The British Medical Association has voted in favour of making care.data an opt-in system rather than an opt-out one.

After a short but passionate debate at its annual representative meeting this morning, a motion criticising many aspects of NHS England’s flagship big data initiative for healthcare was carried, including the requirement for patients to opt-in.

Care.data aims to expand the Hospital Episode Statistics and to link them to other data sets, starting with GP data. This information will be released to researchers and others.

However, the programme has been delayed until at least the autumn, following a public outcry about the consent model and concerns about exactly who will be able to receive information. A publicity campaign this spring was criticised for its lack of clarity and for failing to include an opt-out form.  

Proposing the motion at ARM, Suffolk GP John McGough said that “while it could be useful” to release information to researchers there were “problems” with the care.data programme, because it wanted to use GP data that represented “the hopes, confidences and fears” of patients.

An opt-in, he acknowledged, might reduce the amount of data included in the programme, but “so be it.”

Tony Calland, the chair of the BMA’s Medical Ethics Committee, disagreed.

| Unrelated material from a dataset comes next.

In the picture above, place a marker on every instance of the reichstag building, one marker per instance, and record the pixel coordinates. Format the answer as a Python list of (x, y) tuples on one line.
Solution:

He said some BMA committees backed the opt-out because, as with organ donation, many members of the public might support the idea of care.data, but fail to act on an opt-in.

He warned that those most likely to opt-out would be “the socially excluded and the hard to reach”, who had most need of good health service planning and research.

He also warned the ARM that NHS England was unlikely to change its stance, so a vote in favour of an opt-in would weaken the BMA’s influence.

However, Mike Ingram, chair of the LMCs conference, came back with a passionate repost, saying the proponents of care.data had already undermined their case by being “arrogant” about the project, and “in denial” about some of the issues that it raised.

Just last week, the Health and Social Care Information Centre issued the report of the Partridge Review into the data release processes for HES operated by its predecessor, the NHS Information Centre.

This showed there had been many ‘lapses’ in procedures, even though the supporters of care.data have argued that HES has operated for many years without endangering patient confidentiality.

Ingram said a new way forward was needed to restore trust. “It may not be ideal, it may skew data, but it is the only way… to stop the greater erosion of trust we all need to do our jobs,” he said.

The ARM motion also says care.data lacks confidentiality, argues that it “runs the risk of GPs losing the trust of their patients who may feel constrained in confiding in them”, and fails to define the potential uses of data.

In addition to calling for an opt-in system, it says “data should only be used for its stated purpose of improving patient care, and not be sold for profit.”